20 Minuten

44 Seiten passen nicht in 20 Minuten. Dabei ist jede zweite Werbung. Die Fahrt zum Klusplatz dauert tatsächlich 30 Minuten. In etwa so lange wie zum Flughafen. Wenn nicht die Bahn Verspätung hat. 20 Minuten. Wie immer spät dran. Am Gleis nebenan fährt eine Minute später der nächste Zug. Pünktlich. Nach fünf Minuten. Nur bei 20 Minuten gibt’s ne Durchsage.

Am Abend hätte die niemand gehört. Baulärm auf der Baustelle Hauptbahnhof. Übergroße Fußballer verließen die Stadt, Herzogenaurach wohl ihr Ziel. Verpasstes Fotomotiv. Das Feierabend-Erdinger mit dem Bahnhofskind beschließt den Tag.

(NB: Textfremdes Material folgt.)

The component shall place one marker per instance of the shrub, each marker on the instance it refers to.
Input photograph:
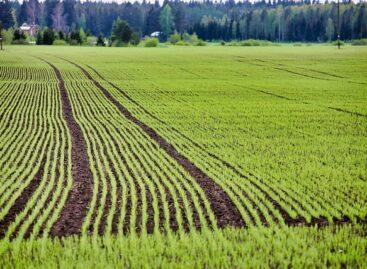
(255, 43)
(335, 43)
(8, 36)
(251, 43)
(91, 41)
(175, 38)
(201, 43)
(75, 38)
(135, 39)
(20, 42)
(121, 32)
(151, 42)
(48, 36)
(193, 39)
(119, 43)
(359, 42)
(60, 42)
(182, 43)
(100, 41)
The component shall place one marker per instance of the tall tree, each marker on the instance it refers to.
(166, 21)
(329, 31)
(58, 18)
(5, 14)
(121, 31)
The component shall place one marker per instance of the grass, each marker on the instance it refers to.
(297, 247)
(280, 129)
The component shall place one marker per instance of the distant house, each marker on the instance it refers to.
(155, 34)
(30, 30)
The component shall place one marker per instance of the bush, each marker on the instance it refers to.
(234, 43)
(201, 43)
(8, 36)
(60, 42)
(182, 43)
(359, 42)
(135, 39)
(251, 43)
(100, 41)
(48, 36)
(151, 42)
(175, 38)
(91, 41)
(255, 43)
(75, 38)
(20, 42)
(119, 43)
(335, 43)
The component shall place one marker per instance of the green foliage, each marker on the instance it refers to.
(151, 42)
(229, 248)
(280, 118)
(8, 36)
(182, 43)
(336, 42)
(121, 32)
(18, 36)
(91, 41)
(359, 42)
(201, 43)
(100, 41)
(135, 39)
(166, 21)
(48, 36)
(254, 42)
(75, 38)
(59, 42)
(83, 37)
(330, 31)
(174, 38)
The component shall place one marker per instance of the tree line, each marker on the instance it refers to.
(278, 20)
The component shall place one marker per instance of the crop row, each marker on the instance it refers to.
(35, 157)
(299, 198)
(136, 185)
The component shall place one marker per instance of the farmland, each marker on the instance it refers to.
(196, 155)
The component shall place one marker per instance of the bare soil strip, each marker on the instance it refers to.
(320, 221)
(225, 211)
(76, 206)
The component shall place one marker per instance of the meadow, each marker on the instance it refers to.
(183, 156)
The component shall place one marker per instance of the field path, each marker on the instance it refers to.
(223, 208)
(76, 206)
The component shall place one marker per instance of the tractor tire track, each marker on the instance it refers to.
(79, 198)
(290, 221)
(225, 211)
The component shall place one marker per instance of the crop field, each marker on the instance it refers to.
(183, 157)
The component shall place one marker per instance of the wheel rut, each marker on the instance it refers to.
(298, 221)
(75, 209)
(223, 208)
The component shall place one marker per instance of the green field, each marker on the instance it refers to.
(183, 157)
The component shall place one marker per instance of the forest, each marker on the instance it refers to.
(278, 20)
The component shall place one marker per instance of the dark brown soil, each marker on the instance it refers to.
(22, 200)
(76, 206)
(223, 208)
(287, 218)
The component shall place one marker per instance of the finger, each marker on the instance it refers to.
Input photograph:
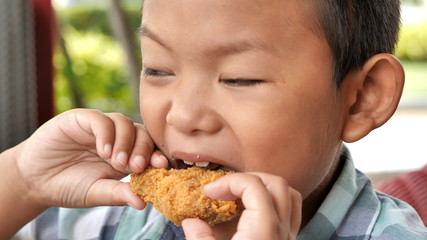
(296, 215)
(142, 151)
(109, 192)
(98, 129)
(123, 142)
(287, 202)
(158, 160)
(259, 215)
(196, 229)
(279, 190)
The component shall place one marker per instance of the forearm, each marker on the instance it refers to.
(17, 207)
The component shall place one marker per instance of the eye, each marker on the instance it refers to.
(241, 82)
(148, 72)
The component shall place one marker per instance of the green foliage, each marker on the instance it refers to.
(413, 42)
(98, 63)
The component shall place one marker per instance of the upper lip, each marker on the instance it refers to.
(192, 157)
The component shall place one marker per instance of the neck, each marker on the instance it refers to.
(312, 203)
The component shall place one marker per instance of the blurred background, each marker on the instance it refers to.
(97, 61)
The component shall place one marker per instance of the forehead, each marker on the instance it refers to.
(223, 19)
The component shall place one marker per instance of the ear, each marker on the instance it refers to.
(371, 95)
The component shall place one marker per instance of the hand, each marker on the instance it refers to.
(78, 158)
(272, 208)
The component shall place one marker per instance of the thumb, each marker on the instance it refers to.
(196, 229)
(109, 192)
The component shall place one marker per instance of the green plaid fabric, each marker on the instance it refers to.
(352, 210)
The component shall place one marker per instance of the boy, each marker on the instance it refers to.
(267, 88)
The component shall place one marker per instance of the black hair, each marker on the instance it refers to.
(356, 30)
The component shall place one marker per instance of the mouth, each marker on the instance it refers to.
(184, 161)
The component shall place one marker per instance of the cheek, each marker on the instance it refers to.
(152, 109)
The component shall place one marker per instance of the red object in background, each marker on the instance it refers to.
(44, 22)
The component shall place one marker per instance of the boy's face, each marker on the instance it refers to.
(244, 83)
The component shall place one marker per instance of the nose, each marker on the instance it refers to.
(192, 110)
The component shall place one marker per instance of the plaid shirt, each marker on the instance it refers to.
(352, 210)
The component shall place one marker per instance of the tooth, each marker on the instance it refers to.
(202, 164)
(188, 163)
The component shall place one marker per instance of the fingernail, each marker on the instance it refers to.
(122, 158)
(107, 149)
(140, 161)
(209, 186)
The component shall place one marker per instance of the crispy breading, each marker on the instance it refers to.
(178, 194)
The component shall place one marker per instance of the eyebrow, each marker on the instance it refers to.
(225, 48)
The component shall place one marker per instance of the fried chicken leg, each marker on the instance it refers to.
(178, 194)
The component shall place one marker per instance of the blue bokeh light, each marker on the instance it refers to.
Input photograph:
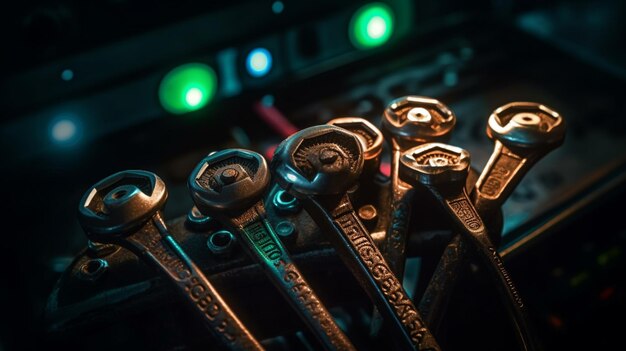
(259, 62)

Zuerst blau, auf der Dachterrasse stand die Luft, Wind nur hinter der Wand, ein Lüftchen. Nicht warm, heiß. Mittags sind Wände so nett, Schatten zu werfen, zwischendrin kühle Luft auszublasen im Großraumbüro. Mir fehlte das Durchatmen, zu vieles neu. Die Alte im Schulungsstress, grusel. Zum Glück ist nicht jeder der erste Tag.

Diesmal tatsächlich 20 Minuten, nur bis zum Hauptbahnhof. Lese Worte aus vertrautem Mund. Lausanne stellt jugendlichen Schweizer Drogenkonsumenten ein besseres Zeugnis aus. Trotzdem Kifferweltmeister. War schon Thema in einem kleinen Haus. Das kenne ich noch gar nicht. Dringend. Zu meinem Glück die vier Bewohner.